The third element is reducing the level of uncertainty. When people lend money and put a premium on the base interest rate they do so to capture the uncertainty and economic risk. So the more you reduce that risk, the more you will reduce the premium. Put together, all these elements help to reduce high interest rates.

On our part as IFC, we provide more liquidity to banks to mitigate liquidity constraints in the financial sector. We also provide more long-term resources to deal with situations where there is a mismatch between the currency and maturity, as a result, this increases the cost of investment. So by bringing in some long-term resources particularly on local currency will reduce investors’ cost of financing.


Tanzania recently handed over its AfCFTA ratification instruments. What are your thoughts on AfCFTA, and the potential opportunities and challenges to look out for as a country?

IFC is pushing hard to increase intra-Africa trade. I think the biggest lesson from this Covid crisis is that we need to strengthen regional and sub-regional value chains. Africa doesn’t trade enough, and it’s the private sector that trades. So one of the things we have done, for instance, to support the AfCFTA is through trade financing. Most of the trade financing that was made available to banks was for people who were trading with entities outside Africa. We are launching an initiative that will be focusing mainly on trade financing within the continent. This will allow Tanzanians to export to Senegal and vice versa.

Second thing is we need to have more specialization of economies in order to build value chains and products which are competitive internationally. To achieve this, all non-tariff barriers need to be removed in order to expedite trade and delivery of goods from one African country to another.


What is the IFC’s advice to the young Tanzanian ‘creatives’ in the innovation space who lack support and access to capital?

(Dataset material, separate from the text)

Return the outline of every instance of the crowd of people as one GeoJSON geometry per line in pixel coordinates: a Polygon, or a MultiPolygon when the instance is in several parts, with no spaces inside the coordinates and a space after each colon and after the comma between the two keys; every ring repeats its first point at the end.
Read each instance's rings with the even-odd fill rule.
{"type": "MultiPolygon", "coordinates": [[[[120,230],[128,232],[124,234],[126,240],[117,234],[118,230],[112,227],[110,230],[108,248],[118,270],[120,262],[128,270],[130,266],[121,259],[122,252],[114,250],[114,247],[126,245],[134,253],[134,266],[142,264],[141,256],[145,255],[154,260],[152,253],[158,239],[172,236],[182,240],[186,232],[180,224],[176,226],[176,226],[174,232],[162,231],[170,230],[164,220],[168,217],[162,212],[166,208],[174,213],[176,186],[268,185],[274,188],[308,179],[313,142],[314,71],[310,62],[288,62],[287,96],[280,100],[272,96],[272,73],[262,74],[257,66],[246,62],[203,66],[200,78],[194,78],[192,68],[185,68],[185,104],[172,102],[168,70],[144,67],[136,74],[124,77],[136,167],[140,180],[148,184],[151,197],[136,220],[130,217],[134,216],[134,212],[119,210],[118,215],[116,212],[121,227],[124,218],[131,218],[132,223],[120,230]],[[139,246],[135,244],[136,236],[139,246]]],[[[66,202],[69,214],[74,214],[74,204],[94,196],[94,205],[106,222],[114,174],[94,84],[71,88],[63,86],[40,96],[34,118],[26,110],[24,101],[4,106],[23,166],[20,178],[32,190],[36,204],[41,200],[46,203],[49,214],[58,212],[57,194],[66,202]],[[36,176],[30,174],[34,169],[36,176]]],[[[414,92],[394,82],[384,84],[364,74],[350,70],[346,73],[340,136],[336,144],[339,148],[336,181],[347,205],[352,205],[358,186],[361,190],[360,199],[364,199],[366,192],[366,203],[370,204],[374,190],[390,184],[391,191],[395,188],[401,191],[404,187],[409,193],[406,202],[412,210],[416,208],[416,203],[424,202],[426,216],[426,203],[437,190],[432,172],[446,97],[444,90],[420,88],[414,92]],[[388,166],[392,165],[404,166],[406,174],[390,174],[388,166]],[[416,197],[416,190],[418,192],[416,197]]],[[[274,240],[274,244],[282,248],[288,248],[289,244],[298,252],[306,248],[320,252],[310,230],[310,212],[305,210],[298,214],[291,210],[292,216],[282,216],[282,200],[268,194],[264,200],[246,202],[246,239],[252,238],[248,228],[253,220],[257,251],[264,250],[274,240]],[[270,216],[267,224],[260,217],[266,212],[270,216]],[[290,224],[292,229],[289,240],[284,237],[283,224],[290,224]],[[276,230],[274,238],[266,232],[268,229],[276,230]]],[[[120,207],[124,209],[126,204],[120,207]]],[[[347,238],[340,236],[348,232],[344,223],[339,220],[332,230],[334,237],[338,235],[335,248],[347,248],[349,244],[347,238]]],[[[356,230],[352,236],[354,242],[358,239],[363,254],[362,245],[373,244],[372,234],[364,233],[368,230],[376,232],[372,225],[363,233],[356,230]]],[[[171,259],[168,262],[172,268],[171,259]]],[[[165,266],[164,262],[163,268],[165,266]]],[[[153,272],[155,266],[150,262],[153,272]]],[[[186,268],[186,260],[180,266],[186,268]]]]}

Working with that demographic is one of the IFC’s priorities. We know that in many African countries half of the population is comprised of individuals younger than 21 years old. As such, we need to work with the youth so as to come up with products which are relevant to them. So the IFC is providing technical assistance, helping them structure their companies, give them the best practice in the way they can operate their businesses. We have a whole part of the IFC which provides advisory service.

We also provide capital that is needed for them to take their companies to the next level. We do this either directly or through the banking sector.

We are also trying to enter into areas in which we are not traditionally investing, like the creative industry. We know that a lot of young people are in that space. We are now engaging young people in that space to understand their needs.